Plant science: Successful asexual rice reproduction through seeds
Nature
December 13, 2018
Asexual reproduction through seeds has been engineered in rice (a plant that normally reproduces sexually), reports a paper published online in Nature this week. These findings demonstrate the feasibility of asexual reproduction in crops and could represent a significant development in agricultural plant breeding.

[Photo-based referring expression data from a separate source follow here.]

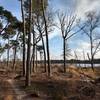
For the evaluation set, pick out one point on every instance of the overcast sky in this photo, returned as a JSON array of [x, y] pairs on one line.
[[80, 7]]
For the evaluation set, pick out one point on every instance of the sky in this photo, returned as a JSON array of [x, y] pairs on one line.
[[77, 43]]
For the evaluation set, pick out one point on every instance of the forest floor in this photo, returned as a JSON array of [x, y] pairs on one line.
[[74, 85]]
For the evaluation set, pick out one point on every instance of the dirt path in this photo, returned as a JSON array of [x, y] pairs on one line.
[[6, 91]]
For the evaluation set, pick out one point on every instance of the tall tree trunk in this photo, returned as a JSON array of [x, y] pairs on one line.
[[44, 54], [14, 60], [92, 57], [29, 46], [47, 40], [36, 60], [8, 54], [33, 50], [64, 56], [24, 50]]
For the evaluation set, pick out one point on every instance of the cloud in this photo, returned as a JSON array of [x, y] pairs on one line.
[[83, 6]]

Asexual reproduction through seeds occurs naturally in many plant species, but not in the important crop species. Inducing asexual reproduction in crop plants could help promote desired genetic traits in breeding programmes, and enhance so-called ‘hybrid vigour’ (first generation hybrid plants with increased vigour). Hybrids can result in higher crop yields due to greater genetic variety. However, the process that triggers the generation of embryos post-fertilization is not well understood in plants.
Venkatesan Sundaresan and colleagues investigated the feasibility of breeding rice (Oryza sativa) via asexual reproduction through seeds. First, the authors identified that the gene BABY BOOM1 (BBM1), carried by sperm cells, is key to the production of embryos, even in the absence of fertilization. The authors then used CRISPR/Cas-9 genome editing to eliminate meiosis (cell division that produces reproductive cells) in rice strains that expressed BBM1 in egg cells. These strains were able to reproduce asexually and the so-called Synthetic-Apomictic (S-Apo) strain produced clonal, hybrid offspring with desired genetic diversity. The traits for asexual reproduction persisted through two further generations of S-Apo rice.